Blair apologizes for abuses in Iraq
British Prime Minister Tony Blair apologized Sunday for any abuses committed by British soldiers in Iraq, and said those responsible would be punished.
As the government acknowledged it had known for months about claims that its troops abused Iraqi prisoners, lawmakers called for the publication of an International Committee of the Red Cross report detailing many of the allegations. Human rights group Amnesty International said it told British officials about reports of violence and torture a year ago.
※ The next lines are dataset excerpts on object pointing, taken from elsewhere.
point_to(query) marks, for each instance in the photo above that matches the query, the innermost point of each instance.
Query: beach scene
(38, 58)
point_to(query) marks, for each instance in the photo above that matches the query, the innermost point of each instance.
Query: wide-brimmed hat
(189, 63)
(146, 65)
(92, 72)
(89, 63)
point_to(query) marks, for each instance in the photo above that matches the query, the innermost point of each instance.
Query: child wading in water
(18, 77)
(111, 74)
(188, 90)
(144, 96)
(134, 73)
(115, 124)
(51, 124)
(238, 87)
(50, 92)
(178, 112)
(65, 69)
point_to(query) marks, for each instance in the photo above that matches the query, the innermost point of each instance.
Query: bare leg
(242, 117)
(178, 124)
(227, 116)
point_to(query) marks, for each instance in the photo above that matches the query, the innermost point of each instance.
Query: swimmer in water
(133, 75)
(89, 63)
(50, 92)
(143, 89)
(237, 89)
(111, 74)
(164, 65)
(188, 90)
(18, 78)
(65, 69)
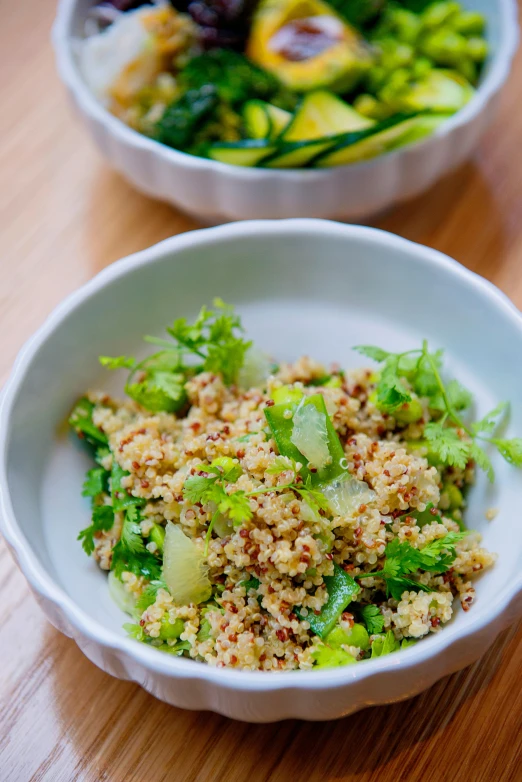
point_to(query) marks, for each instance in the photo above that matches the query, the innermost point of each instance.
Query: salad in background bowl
(271, 124)
(284, 83)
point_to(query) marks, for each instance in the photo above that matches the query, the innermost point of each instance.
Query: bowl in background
(301, 286)
(214, 191)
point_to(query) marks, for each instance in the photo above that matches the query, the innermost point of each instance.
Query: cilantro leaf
(375, 353)
(402, 560)
(236, 506)
(102, 521)
(81, 421)
(483, 461)
(510, 450)
(373, 619)
(385, 644)
(117, 362)
(489, 423)
(130, 553)
(445, 442)
(96, 482)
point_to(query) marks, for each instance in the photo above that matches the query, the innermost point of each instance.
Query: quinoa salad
(279, 517)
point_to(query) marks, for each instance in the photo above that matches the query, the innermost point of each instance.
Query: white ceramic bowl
(302, 286)
(213, 191)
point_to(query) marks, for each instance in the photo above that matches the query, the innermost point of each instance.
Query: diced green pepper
(169, 630)
(341, 590)
(285, 395)
(282, 427)
(326, 657)
(121, 498)
(157, 536)
(385, 644)
(356, 636)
"We apologize deeply to anyone who has been mistreated by any of our soldiers," Blair told French television during a visit to Paris. "That is absolutely and totally unacceptable. Those who are responsible for this, if they have behaved in this appalling way, they will be punished according to the army discipline and rules."
However, he added, "The activities of a few people who have brought shame to their situation should not detract from the work done by the vast majority."
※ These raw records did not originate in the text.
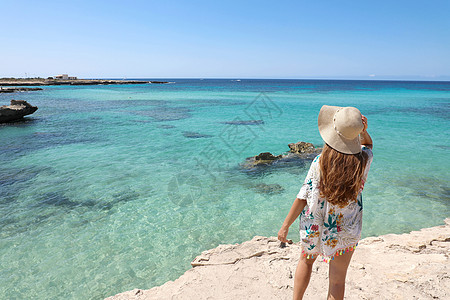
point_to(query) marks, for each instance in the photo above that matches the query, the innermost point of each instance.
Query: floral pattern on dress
(327, 229)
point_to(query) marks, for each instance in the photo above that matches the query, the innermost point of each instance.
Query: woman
(329, 202)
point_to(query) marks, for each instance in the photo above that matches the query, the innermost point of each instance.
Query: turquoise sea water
(109, 188)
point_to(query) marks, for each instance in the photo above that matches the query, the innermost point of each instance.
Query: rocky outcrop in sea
(299, 152)
(17, 110)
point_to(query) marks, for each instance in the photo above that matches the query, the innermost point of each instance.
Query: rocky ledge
(17, 110)
(393, 266)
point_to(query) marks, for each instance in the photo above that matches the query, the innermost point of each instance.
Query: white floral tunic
(327, 229)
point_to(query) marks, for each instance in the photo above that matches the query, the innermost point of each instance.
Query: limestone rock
(394, 266)
(17, 110)
(301, 147)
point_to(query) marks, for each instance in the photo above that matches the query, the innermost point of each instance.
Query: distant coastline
(43, 81)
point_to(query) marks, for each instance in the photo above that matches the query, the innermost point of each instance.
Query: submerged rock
(244, 122)
(265, 158)
(301, 147)
(195, 135)
(270, 189)
(298, 153)
(17, 110)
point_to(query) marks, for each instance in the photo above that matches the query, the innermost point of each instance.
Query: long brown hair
(341, 175)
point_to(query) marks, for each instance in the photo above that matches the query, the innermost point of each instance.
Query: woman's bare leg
(337, 272)
(302, 276)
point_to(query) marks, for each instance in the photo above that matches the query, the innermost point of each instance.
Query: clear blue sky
(229, 39)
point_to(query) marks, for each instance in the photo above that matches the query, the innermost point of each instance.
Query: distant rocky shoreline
(14, 90)
(42, 81)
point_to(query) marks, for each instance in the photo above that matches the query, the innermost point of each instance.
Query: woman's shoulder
(367, 150)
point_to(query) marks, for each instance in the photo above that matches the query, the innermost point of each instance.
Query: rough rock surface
(406, 266)
(17, 110)
(301, 147)
(298, 152)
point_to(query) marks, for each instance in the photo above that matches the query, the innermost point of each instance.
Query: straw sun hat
(340, 128)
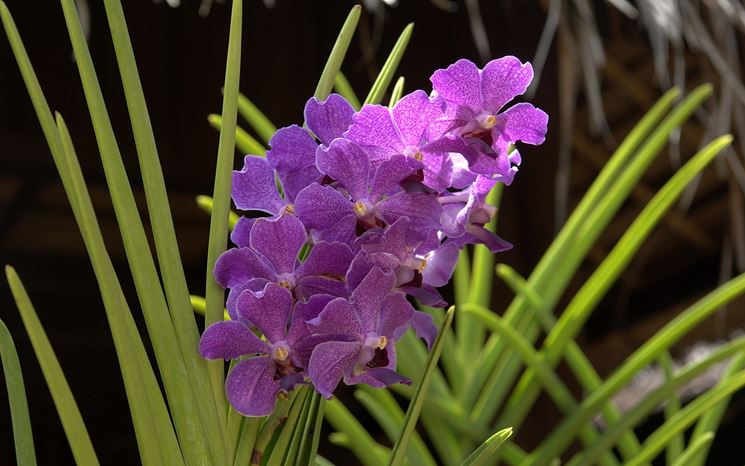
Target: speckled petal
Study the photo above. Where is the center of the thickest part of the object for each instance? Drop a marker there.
(251, 388)
(230, 340)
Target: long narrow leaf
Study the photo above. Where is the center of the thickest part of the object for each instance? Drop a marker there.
(67, 408)
(338, 52)
(152, 423)
(484, 455)
(256, 118)
(195, 437)
(417, 401)
(380, 86)
(672, 332)
(23, 437)
(218, 239)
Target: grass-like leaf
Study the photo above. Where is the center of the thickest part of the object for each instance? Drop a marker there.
(380, 86)
(23, 437)
(218, 236)
(343, 88)
(417, 401)
(256, 118)
(484, 455)
(653, 400)
(164, 234)
(67, 408)
(364, 447)
(152, 424)
(397, 92)
(595, 287)
(662, 340)
(198, 441)
(338, 52)
(244, 142)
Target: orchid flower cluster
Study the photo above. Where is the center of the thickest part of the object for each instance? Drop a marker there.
(363, 209)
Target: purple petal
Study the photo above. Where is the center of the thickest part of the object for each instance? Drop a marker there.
(390, 173)
(396, 312)
(242, 231)
(237, 266)
(459, 84)
(422, 209)
(363, 263)
(337, 318)
(329, 362)
(279, 240)
(254, 187)
(230, 340)
(269, 310)
(303, 312)
(502, 80)
(325, 209)
(347, 163)
(413, 114)
(424, 327)
(440, 265)
(328, 119)
(251, 388)
(521, 122)
(369, 295)
(292, 149)
(374, 130)
(378, 377)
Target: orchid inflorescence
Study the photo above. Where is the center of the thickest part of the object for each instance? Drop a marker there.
(364, 209)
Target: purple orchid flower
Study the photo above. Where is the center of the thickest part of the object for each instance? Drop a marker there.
(465, 214)
(272, 256)
(361, 333)
(272, 366)
(293, 149)
(364, 196)
(478, 130)
(383, 132)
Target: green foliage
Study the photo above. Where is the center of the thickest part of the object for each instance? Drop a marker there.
(472, 391)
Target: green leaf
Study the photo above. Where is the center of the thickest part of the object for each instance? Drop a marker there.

Amnesty says it has been documenting "patterns of torture" by coalition troops in Iraq for more than a year.
The human rights group said Sunday it first warned the government last May that prisoners had been tortured, and at least one killed, in British custody. The group said it had held a series of meetings with Foreign Office and defense ministry officials over the past year.
"They said they would look into it and get back to us," said Amnesty's Middle East spokeswoman, Nicole Choueiry. "Since then, they did not get back to us."
The Ministry of Defense could not confirm when it was first told of the allegations. But a spokeswoman said the ministry had been "investigating cases of alleged abuse since way back into last year."
The ministry is investigating 33 cases in all, she said.
The Red Cross also has said it warned American officials of prisoner abuse in Iraq more than a year ago.
On Saturday, Blair's office said it had been shown the Red Cross report in February. Officials would not discuss its contents.
"I find it intolerable that all we know about this report is what has actually leaked in Washington," former foreign secretary Robin Cook told the British Broadcasting Corp. "Breakfast with Frost" program.
Cook, who resigned from Blair's Cabinet last year to protest the war in Iraq, said publishing the report was the only way to "see what independent people are saying about the problem and how severe it is."
Cook's call for publication was supported by Conservative Party co-chairman Liam Fox and Liberal Democrat foreign affairs spokesman Sir Menzies Campbell.
"Only total transparency and swift investigation will provide answers," Campbell said. "It is not only the integrity of the army which is at stake but the safety of those serving in Iraq."